よくある釣り勝負をするためだけのやりとり。まさかユウさんまで加わるとは思ってなかったけどね。
ただやると決まれば参加してくるだろうとは思ってたが。
「俺船尾」
「私反対側にするわ」
「じゃあ僕ここでいいや」
そうと決まれば各自の行動は早い。2人はすぐさま各々の釣りポイントへと移動する。
「エサとられたら脱落。一番デカいの釣った奴が勝利な!」
「了解」
「いいわよ」
そして始まった暇つぶしの釣り大会(参加者計三名)。さっきまでのワイワイした雰囲気は消え、各自ひたすら自分の竿の先を注視する時間が続く。
「釣れないなぁ・・・」
僕は定期的にそう呟きつつ竿を持っている首を動かしもう一つの首でリールを巻く。そして引き上げ、再度投げる。
ユウ :どお? 釣れてる?
なまけもの :無言の時点で察しろ
ポンタ :上に同z
チャットを返している時だった。竿の先がピクンと動く。びっくりしてチャットが中途半端になったが関係ない。掛かったと思い、おもいっきり竿を上にあげた。
すると途端にに竿がしなる。
「あ、来た!」
後で思い出したが、これは餌を突いている状態でまだ食いついていないので普通は引き上げない。しかし今回は偶然上げた時に針が引っかかってくれたようだ。

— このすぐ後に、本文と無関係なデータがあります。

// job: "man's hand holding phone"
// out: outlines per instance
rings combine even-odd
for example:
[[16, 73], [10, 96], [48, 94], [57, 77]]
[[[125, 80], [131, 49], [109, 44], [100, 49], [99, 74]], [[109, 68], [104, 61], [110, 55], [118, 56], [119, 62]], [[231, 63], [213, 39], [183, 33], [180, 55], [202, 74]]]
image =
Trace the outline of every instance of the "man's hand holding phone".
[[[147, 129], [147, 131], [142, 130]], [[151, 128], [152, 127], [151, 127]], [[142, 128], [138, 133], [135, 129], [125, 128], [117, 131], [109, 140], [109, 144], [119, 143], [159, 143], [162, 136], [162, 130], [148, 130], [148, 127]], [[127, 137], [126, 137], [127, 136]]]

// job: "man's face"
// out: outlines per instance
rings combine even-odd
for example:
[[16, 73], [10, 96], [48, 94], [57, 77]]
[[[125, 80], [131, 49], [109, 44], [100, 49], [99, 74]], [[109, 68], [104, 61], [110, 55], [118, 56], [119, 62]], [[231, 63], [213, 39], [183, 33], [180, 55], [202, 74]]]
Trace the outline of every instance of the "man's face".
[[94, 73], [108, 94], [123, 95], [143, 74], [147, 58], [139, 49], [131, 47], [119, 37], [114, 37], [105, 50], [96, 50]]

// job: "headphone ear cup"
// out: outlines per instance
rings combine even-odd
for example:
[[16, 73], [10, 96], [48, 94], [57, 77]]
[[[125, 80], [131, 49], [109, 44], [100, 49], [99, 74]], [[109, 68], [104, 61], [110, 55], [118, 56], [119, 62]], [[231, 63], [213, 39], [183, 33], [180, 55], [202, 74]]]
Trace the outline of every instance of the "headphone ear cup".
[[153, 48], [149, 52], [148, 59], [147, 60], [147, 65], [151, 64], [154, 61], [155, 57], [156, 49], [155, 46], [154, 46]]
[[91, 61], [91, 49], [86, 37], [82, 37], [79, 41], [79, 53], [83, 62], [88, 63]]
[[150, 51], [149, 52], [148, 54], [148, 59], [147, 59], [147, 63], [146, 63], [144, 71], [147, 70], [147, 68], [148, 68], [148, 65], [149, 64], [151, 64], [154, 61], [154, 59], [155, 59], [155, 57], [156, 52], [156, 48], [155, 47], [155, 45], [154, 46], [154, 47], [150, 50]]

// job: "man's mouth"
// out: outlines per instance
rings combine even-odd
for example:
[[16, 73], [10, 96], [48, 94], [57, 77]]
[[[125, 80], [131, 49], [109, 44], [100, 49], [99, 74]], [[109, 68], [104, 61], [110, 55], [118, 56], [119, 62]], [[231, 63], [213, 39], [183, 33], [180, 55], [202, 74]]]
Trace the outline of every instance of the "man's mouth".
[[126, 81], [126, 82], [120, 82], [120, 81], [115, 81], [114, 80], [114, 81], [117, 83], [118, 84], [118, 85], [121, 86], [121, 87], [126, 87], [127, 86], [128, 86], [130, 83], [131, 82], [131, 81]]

しかし思った以上に引きが弱いな。テレビだと大変そうに見えるのに、実際はこんなものだろうか? あ、ゲームだからかな?
「来たのか!?」
「来たの!?」
冷静になり、思った以上に軽いリールを巻いていると寄ってくる2人。僕の様子を見てすぐさまユウさんが指示を出す。
「なまけ、タモ用意して!」
「おっしゃ! タモだな!」
今日初ヒットだからか、無駄にテンション高い2人。
ユウさんの指示に従い、なまけものが船室へと突撃。少しして飛び出してきた。
「・・・タモって何だ?」
「タモはタモでしょ!」
「だから何だよタモって!」
「すくうやつ!」
「すくうやつ! ・・・これか!?」
「それ漁する時の網じゃない! もっと小さいの!」
「でもあとすくえるのは樽しかねぇぞ!?」
「はぁ? 嘘でしょ!? ちょっと待って私も探すわ!」
どうやらタモが見つからないらしい。ユウさんも船室へと突撃していく。どうでもいいけど2人とも自分の竿は大丈夫なのだろうか? あと、タモって何だろう。
「タモ無いじゃない!」
「だからタモって何だよ!」
「だからすくうやつ! こう、柄があって、先に魚を入れる網がついてるーー」
「虫網みたいなのか?」
「そうそれ! それの魚版!」
あ~・・・あれね。釣り番組でよく出てくるあれか。
タモを頭に思い浮かべていると、すぐ近くまで迫ってきていた魚がついに海面から姿を現した。竿を振り甲板へと引き上げる。
「釣れた・・・けど・・・」
甲板には全長10cmあるかどうかの小さい虹色の魚が助けてと言わんばかりに跳ねていた。